My Lords, a moment ago the Minister mentioned writing to “appropriate Peers”. I have never before heard a Minister in the House using the phrase “appropriate Peers”, presumably as opposed to inappropriate Peers. I suspect that, in the Government’s view, I am probably an inappropriate Peer. Particularly in the light of my noble friend Lord Warner’s remarks about “selected and trusted” consultees, I hope we are not going to start introducing the concept of selected and trusted Peers who are to be made privy to the Minister’s responses to these debates. I strongly suggest that all noble Lords receive his letter, together with the account of the proceedings of the Grand Committee. If he is not able to give that assurance, will he take this matter up with the Leader of the House and let noble Lords present in Grand Committee today know soon what the Government intend to do on this? I and other noble Lords may wish to take this matter up with the Leader of the House and with my noble friend the Leader of the Opposition. It goes to the rights and privileges of Members when the whole House considers these matters.
This is one occasion where I can give a categorical assurance to the noble Lord, because he merely asks what I meant by “appropriate”. I define it as meaning that I will write one letter to all noble Lords who have taken part in this debate and make that available in the Library of the House, as is the normal convention. By that means, all those who have taken part in the debate will have a copy of my responses to the noble Lords, Lord Warner, Lord Adonis, or Lord Clement-Jones. It would be easier if I wrote one letter to all “appropriate Peers”; that is, Peers who have spoken in this debate.
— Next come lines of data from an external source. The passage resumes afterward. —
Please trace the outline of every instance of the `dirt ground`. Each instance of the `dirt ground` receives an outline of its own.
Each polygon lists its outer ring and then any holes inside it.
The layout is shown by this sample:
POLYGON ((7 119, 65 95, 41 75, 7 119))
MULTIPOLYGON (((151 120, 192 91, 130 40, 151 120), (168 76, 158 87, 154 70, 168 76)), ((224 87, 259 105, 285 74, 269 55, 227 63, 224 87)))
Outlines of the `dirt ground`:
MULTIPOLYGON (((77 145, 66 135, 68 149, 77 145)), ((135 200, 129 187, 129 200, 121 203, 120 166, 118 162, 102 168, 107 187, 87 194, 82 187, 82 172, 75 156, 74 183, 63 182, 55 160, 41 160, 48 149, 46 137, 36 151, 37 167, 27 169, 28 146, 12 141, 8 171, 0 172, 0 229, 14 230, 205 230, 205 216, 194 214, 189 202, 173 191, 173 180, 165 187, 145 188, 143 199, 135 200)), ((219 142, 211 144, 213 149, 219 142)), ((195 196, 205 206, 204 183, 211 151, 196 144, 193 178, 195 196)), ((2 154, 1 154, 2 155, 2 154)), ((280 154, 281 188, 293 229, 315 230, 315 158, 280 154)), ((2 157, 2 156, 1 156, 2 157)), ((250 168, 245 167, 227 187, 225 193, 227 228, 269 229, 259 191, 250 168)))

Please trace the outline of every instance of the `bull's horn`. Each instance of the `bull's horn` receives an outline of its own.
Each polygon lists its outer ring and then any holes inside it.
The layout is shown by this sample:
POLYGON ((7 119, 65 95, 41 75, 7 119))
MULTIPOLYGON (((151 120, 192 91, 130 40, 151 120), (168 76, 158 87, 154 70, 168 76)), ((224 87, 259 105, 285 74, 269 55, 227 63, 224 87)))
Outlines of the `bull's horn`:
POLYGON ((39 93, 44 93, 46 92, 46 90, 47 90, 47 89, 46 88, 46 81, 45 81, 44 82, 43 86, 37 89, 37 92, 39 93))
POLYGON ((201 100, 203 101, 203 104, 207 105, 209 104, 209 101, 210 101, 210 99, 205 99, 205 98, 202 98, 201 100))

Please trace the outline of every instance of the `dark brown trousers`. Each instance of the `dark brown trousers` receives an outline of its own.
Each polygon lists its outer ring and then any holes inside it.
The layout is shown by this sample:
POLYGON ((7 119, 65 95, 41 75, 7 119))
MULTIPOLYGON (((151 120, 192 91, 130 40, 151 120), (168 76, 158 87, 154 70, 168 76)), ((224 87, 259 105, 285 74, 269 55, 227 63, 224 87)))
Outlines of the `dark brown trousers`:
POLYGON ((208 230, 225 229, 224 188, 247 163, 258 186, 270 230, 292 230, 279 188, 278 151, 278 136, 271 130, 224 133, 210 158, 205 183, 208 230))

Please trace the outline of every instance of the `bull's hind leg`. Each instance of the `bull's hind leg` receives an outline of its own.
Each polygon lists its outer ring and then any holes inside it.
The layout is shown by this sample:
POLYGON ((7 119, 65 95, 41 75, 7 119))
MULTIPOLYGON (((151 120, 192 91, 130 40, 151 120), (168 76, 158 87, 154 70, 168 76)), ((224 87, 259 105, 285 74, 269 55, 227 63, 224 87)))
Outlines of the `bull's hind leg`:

My Lords, I am grateful to the Minister for seeking to define “appropriate”, but I do not think that Members of the Grand Committee think that his definition is adequate. Our job is to advise the House as a whole, but there may be a feeling in the Grand Committee that other noble Lords should receive this letter so that they are aware of the gravity of the issues raised about the whole future of the life science industry, which the noble Lord, Lord Warner, referred to, and the importance of taking note of those issues before the House comes to consider them.
I am grateful to the noble Lord, because obviously he always considers what is important to the House. He will no doubt make sure that that letter of mine, which will be available in the Library of the House, is made available to everyone else whom he thinks it is right should see it. I cannot go further than that, but it would not be right to write to every noble Lord on this regulation.
The Question is that the Grand Committee do consider the Patents (Amendment) (EU Exit) Regulations 2018.